Semistable Reduction of Plane Quartics
Max Schwegele
TL;DR
The paper addresses computing stable reductions of non hyperelliptic genus 3 curves by linking abstract stable models with GIT stable plane models for plane quartics. It proves that a GIT stable plane model exists iff the stable reduction is non hyperelliptic, and that the stable model is the unique minimal semistable model dominating the GIT stable model, with a geometrically explicit contraction of 1 tails to cusps. The approach leverages a detailed analysis of the dualizing sheaf, residue theory on singular fibers, and tail twisting to realize contractions and identify the resulting special fiber structure as either a GIT stable plane quartic or a double conic. This bridge provides a transparent geometric framework for computing stable models by first finding a GIT stable plane model and then resolving cuspidal singularities, with implications for explicit algorithms in arithmetic geometry. The work also clarifies the role of hyperellipticity in obstructing the existence of GIT stable models and delineates the core tail combinatorics that control the reduction type.
Abstract
The Stable Reduction Theorem guarantees that any smooth, projective, geometrically irreducible curve of genus $g \geq 2$ over a discretely valued field admits a unique stable model after a finite field extension. Computing this model is a central problem in arithmetic geometry. For non-hyperelliptic genus $3$ curves, which are canonically embedded as plane quartics, methods like admissible reduction become challenging in small residue characteristics. This thesis establishes a precise connection between the abstractly defined stable model and computationally accessible GIT-stable plane models.

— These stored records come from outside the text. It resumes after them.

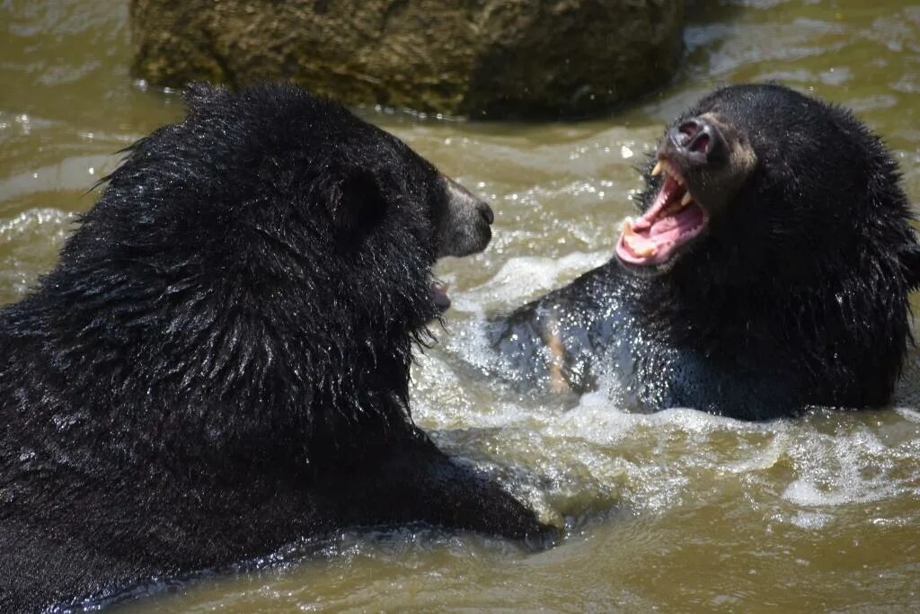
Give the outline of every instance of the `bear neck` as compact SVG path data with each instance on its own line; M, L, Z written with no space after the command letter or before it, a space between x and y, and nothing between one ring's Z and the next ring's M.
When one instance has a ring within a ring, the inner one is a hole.
M910 332L897 252L865 242L794 275L693 270L627 284L646 328L671 346L742 368L789 370L823 403L888 402ZM846 390L859 390L850 396ZM862 395L862 396L858 396Z

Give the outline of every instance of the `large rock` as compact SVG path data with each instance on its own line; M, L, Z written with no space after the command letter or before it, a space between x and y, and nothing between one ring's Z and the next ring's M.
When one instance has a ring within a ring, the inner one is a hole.
M666 81L684 0L132 0L153 85L288 78L347 103L474 117L610 109Z

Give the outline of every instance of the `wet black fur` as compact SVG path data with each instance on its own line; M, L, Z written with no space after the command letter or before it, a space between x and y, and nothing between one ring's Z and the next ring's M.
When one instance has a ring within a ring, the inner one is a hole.
M505 368L545 380L556 331L573 389L612 377L643 410L768 419L889 402L920 278L895 163L849 111L780 86L720 89L674 125L707 111L758 157L708 235L658 276L615 257L500 319L491 332ZM650 168L643 211L660 188Z
M412 424L435 168L286 86L200 87L0 310L0 611L337 527L541 529Z

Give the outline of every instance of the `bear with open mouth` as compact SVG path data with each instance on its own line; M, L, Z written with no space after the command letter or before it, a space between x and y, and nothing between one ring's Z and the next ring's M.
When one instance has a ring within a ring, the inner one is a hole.
M487 246L489 205L293 86L189 102L0 309L0 611L346 527L545 531L409 412L431 266Z
M920 270L899 179L844 109L719 89L666 130L614 258L490 324L500 368L640 411L883 405Z

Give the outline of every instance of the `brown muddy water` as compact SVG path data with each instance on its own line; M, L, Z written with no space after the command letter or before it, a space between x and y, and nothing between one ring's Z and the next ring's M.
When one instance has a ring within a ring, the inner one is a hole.
M454 307L414 370L414 411L448 451L565 523L559 545L345 532L124 610L920 611L916 351L893 407L770 423L522 396L465 366L482 356L487 315L609 257L633 166L717 85L774 79L853 108L920 204L920 6L735 0L689 16L673 85L604 120L362 111L496 209L489 249L440 267ZM132 81L126 21L121 1L0 2L0 302L52 266L114 152L180 114L174 93Z

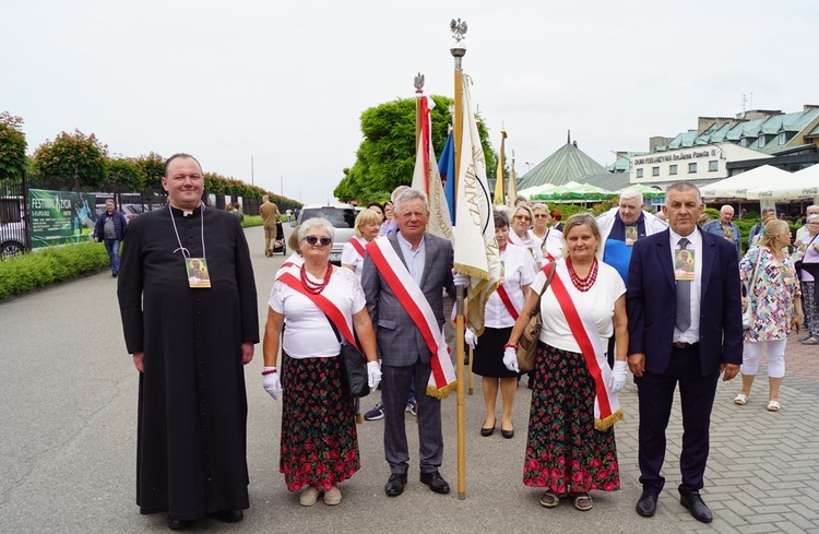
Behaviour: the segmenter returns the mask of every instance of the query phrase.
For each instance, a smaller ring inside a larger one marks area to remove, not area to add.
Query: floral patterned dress
[[[755,273],[756,270],[756,273]],[[739,262],[739,277],[750,286],[753,324],[745,331],[745,341],[784,340],[791,333],[794,315],[794,296],[799,292],[796,270],[790,257],[780,262],[768,247],[755,247]]]
[[[287,359],[278,471],[289,491],[329,491],[360,467],[353,401],[339,358]]]
[[[620,488],[614,427],[594,428],[594,379],[582,354],[538,343],[523,484],[557,495]]]

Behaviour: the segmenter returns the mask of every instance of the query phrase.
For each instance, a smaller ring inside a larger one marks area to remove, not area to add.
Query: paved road
[[[287,227],[289,232],[289,227]],[[283,257],[264,258],[261,227],[251,242],[260,321],[271,280]],[[819,349],[791,340],[782,411],[764,410],[761,372],[749,403],[735,406],[738,380],[721,383],[712,424],[705,501],[714,522],[696,522],[675,499],[681,425],[669,425],[665,474],[669,491],[656,517],[634,511],[637,391],[621,396],[617,425],[622,489],[596,493],[579,512],[562,502],[547,510],[541,491],[521,483],[530,394],[518,389],[512,440],[478,436],[479,380],[466,397],[466,499],[439,496],[417,476],[417,435],[410,428],[411,478],[406,493],[388,498],[389,470],[382,422],[359,426],[363,468],[342,485],[339,507],[298,505],[278,466],[281,406],[261,388],[257,347],[247,367],[248,461],[251,508],[244,522],[197,523],[192,532],[819,532]],[[365,400],[365,405],[372,400]],[[442,474],[455,487],[455,401],[444,401],[447,450]],[[0,532],[166,532],[164,514],[140,515],[134,505],[136,372],[124,352],[116,283],[100,273],[0,304]]]

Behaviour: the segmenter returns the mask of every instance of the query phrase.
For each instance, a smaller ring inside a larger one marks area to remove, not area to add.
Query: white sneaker
[[[317,500],[319,500],[319,490],[312,486],[305,487],[298,497],[298,503],[302,507],[311,507]]]

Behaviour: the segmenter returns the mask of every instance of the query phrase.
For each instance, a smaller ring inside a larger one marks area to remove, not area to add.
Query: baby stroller
[[[282,226],[281,221],[276,221],[276,240],[273,241],[273,253],[282,252],[282,254],[287,254],[287,245],[284,240],[284,227]]]

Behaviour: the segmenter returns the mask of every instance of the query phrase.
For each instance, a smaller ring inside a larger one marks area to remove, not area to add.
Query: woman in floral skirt
[[[545,488],[541,505],[553,508],[570,497],[590,510],[589,491],[620,487],[614,424],[622,418],[617,391],[626,383],[628,329],[626,287],[598,261],[601,236],[594,217],[578,213],[563,227],[563,259],[544,268],[531,286],[506,347],[503,363],[518,367],[517,343],[541,300],[543,328],[535,358],[523,484]],[[608,339],[616,340],[614,369],[606,361]]]
[[[361,286],[351,270],[328,262],[333,233],[323,218],[299,226],[304,263],[276,273],[264,329],[263,385],[273,399],[282,396],[280,471],[288,490],[301,490],[302,506],[314,505],[321,493],[324,503],[339,505],[339,483],[360,468],[353,400],[342,387],[340,336],[355,342],[355,330],[370,388],[381,380]],[[275,366],[285,319],[282,383]]]

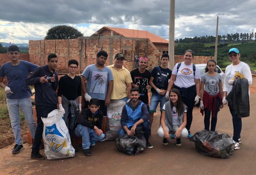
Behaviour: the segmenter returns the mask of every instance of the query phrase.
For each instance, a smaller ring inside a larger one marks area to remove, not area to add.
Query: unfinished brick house
[[[146,31],[105,27],[97,32],[91,36],[74,39],[30,40],[29,54],[20,58],[42,65],[47,63],[48,55],[54,53],[59,58],[59,72],[67,71],[68,61],[75,59],[81,73],[87,66],[95,63],[97,53],[103,50],[109,54],[107,65],[113,64],[116,54],[122,52],[125,56],[124,66],[131,71],[134,67],[136,54],[147,56],[148,68],[151,69],[158,65],[162,54],[168,51],[168,41]],[[0,66],[9,61],[7,56],[0,54]],[[175,55],[175,63],[182,61],[183,58],[183,56]],[[213,58],[196,56],[193,63],[205,63]]]
[[[134,30],[121,28],[103,27],[91,36],[119,36],[127,38],[137,38],[148,39],[161,53],[168,53],[169,41],[164,38],[146,31]],[[135,46],[135,53],[138,47]]]

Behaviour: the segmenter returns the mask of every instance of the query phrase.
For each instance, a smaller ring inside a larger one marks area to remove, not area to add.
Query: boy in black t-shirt
[[[168,68],[168,63],[169,61],[169,56],[167,53],[163,54],[161,57],[161,65],[156,66],[151,72],[151,77],[149,84],[152,87],[151,91],[152,95],[150,101],[149,108],[149,133],[153,122],[154,113],[158,104],[160,102],[160,110],[162,116],[162,111],[164,105],[168,101],[165,98],[165,95],[168,87],[168,83],[171,78],[172,71]]]
[[[68,74],[59,79],[57,96],[59,108],[60,111],[65,112],[64,119],[68,127],[72,143],[77,119],[82,110],[82,92],[81,79],[76,75],[78,62],[76,60],[71,60],[68,61]]]
[[[91,99],[88,108],[82,112],[79,124],[75,131],[77,136],[82,137],[83,151],[87,156],[91,155],[90,146],[95,145],[95,142],[105,141],[105,135],[101,129],[103,113],[99,109],[99,100]]]
[[[131,72],[131,76],[133,79],[133,87],[139,89],[140,96],[139,100],[146,104],[148,110],[149,106],[147,90],[150,88],[149,85],[150,72],[146,69],[147,63],[147,57],[143,56],[140,58],[139,67],[134,69]]]

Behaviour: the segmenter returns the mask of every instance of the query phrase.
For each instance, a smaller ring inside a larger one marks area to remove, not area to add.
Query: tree
[[[7,49],[5,47],[4,47],[2,44],[0,43],[0,54],[5,54],[7,53]]]
[[[48,30],[45,40],[75,39],[83,36],[82,33],[73,27],[65,25],[53,27]]]

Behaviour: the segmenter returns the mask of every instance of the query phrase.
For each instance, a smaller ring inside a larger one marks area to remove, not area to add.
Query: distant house
[[[91,36],[114,35],[127,38],[147,38],[153,43],[161,53],[168,53],[168,41],[146,31],[103,27]]]

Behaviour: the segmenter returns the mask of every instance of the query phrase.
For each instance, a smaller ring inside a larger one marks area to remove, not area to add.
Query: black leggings
[[[188,88],[180,88],[177,86],[174,86],[174,88],[178,89],[179,90],[182,97],[183,92],[185,90],[187,91],[186,92],[186,97],[182,97],[182,101],[188,107],[188,110],[187,110],[187,125],[186,126],[186,128],[188,130],[190,130],[193,119],[192,112],[194,106],[195,106],[195,97],[197,95],[195,85],[193,85]]]

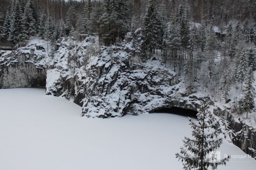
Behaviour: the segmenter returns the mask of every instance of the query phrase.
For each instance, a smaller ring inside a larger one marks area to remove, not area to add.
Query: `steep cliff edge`
[[[17,50],[0,51],[0,88],[45,86],[47,94],[73,101],[82,107],[81,116],[88,117],[200,107],[199,97],[204,95],[187,94],[182,76],[165,67],[159,55],[142,61],[129,41],[106,47],[99,45],[97,37],[88,36],[73,42],[63,38],[54,53],[47,53],[46,42],[36,38]],[[211,109],[227,120],[233,142],[256,156],[255,128],[213,102]]]

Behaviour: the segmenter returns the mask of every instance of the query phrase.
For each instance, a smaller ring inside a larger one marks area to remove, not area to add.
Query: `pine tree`
[[[46,14],[42,9],[40,9],[39,11],[38,32],[41,37],[43,37],[45,23],[47,18]]]
[[[217,39],[215,36],[213,26],[211,26],[208,31],[206,37],[205,51],[208,61],[208,68],[210,70],[210,76],[211,77],[212,68],[215,60],[215,51],[217,48]]]
[[[22,34],[21,19],[22,15],[18,0],[14,0],[11,6],[10,24],[8,39],[14,43],[21,42],[24,39]]]
[[[100,2],[95,2],[94,6],[91,14],[91,20],[90,23],[90,30],[93,31],[98,33],[99,37],[101,37],[101,32],[100,32],[100,18],[103,14],[104,9],[102,4]],[[99,39],[100,43],[100,39]]]
[[[187,7],[181,4],[178,7],[177,14],[177,23],[180,26],[182,47],[185,51],[189,45],[189,10]],[[185,58],[186,56],[185,56]]]
[[[230,72],[229,70],[226,68],[221,76],[221,97],[224,100],[225,102],[227,100],[228,92],[230,90],[231,85],[231,79],[229,75]]]
[[[149,0],[143,22],[142,48],[144,51],[148,51],[151,54],[157,48],[157,42],[160,41],[158,33],[162,26],[159,25],[159,15],[156,10],[154,1]]]
[[[186,85],[187,92],[190,94],[192,92],[194,81],[194,64],[192,58],[188,59],[185,63],[184,73],[187,77]]]
[[[22,16],[22,32],[26,37],[34,35],[36,32],[36,20],[33,17],[33,10],[31,8],[31,0],[27,3]]]
[[[175,68],[177,66],[177,60],[178,56],[180,56],[180,55],[178,55],[178,53],[180,50],[182,44],[181,38],[180,34],[180,30],[178,25],[171,24],[170,25],[170,28],[169,44],[170,44],[170,49],[171,51],[170,56],[171,56],[174,60],[173,67],[174,68],[174,71],[175,71]]]
[[[246,119],[248,118],[248,112],[250,112],[254,107],[255,89],[253,87],[254,80],[253,68],[251,66],[249,68],[246,76],[246,85],[243,92],[243,97],[239,102],[240,106],[246,111]]]
[[[66,36],[66,34],[65,28],[66,27],[66,26],[63,20],[61,19],[59,21],[59,27],[60,28],[59,31],[60,37]]]
[[[255,58],[255,48],[253,46],[249,46],[247,49],[247,55],[248,56],[248,66],[249,67],[255,67],[256,59]]]
[[[184,147],[181,148],[180,153],[175,154],[176,158],[181,159],[185,170],[207,170],[209,167],[216,169],[219,165],[225,165],[229,159],[214,161],[209,156],[210,152],[216,151],[222,143],[222,138],[219,136],[221,130],[219,120],[207,111],[209,98],[202,99],[202,105],[197,115],[197,121],[194,122],[189,118],[193,138],[185,137]]]
[[[69,37],[71,37],[72,39],[72,42],[73,42],[73,46],[74,46],[74,40],[75,35],[76,35],[76,31],[74,27],[72,27],[71,28],[71,30],[70,31],[69,31]]]
[[[235,70],[235,76],[237,83],[241,83],[241,89],[242,88],[243,83],[245,78],[248,67],[247,56],[245,49],[242,49],[240,56],[237,61]]]
[[[66,16],[66,22],[69,31],[71,30],[72,27],[75,26],[76,20],[76,16],[74,7],[73,5],[70,5]]]
[[[6,37],[9,37],[9,34],[10,31],[11,18],[10,14],[9,13],[9,11],[7,10],[5,15],[5,18],[4,20],[4,22],[3,23],[3,29],[1,30],[2,35]]]

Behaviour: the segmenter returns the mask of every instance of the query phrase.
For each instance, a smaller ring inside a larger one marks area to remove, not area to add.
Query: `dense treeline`
[[[236,84],[244,92],[234,107],[254,107],[255,0],[0,1],[1,36],[18,46],[38,35],[50,41],[53,55],[61,37],[97,34],[109,46],[130,36],[142,59],[161,54],[166,66],[183,74],[188,93],[226,102]]]

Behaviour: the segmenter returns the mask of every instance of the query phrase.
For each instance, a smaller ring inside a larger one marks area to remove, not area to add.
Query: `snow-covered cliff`
[[[47,42],[35,38],[17,50],[0,51],[0,88],[45,86],[47,94],[73,101],[82,106],[81,116],[88,117],[200,107],[199,98],[204,95],[187,94],[183,77],[166,67],[159,55],[142,61],[131,39],[111,47],[98,42],[92,36],[81,42],[63,38],[54,53],[50,44],[47,48]],[[228,109],[212,104],[212,111],[228,120],[227,131],[231,131],[228,135],[233,142],[255,154],[255,128],[245,126],[232,114],[223,116]]]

We prove that a GIT-stable plane model of a smooth plane quartic exists if and only if its stable reduction is non-hyperelliptic. When this condition holds, we show that the stable model is the unique minimal semistable model that dominates the GIT-stable model. The corresponding domination morphism is geometrically explicit: it contracts the $1$-tails of the stable reduction to cusps on the special fiber of the GIT-stable model and is an immersion elsewhere. This result provides a geometric framework for computing the stable model by first finding a GIT-stable model and then resolving its cuspidal singularities.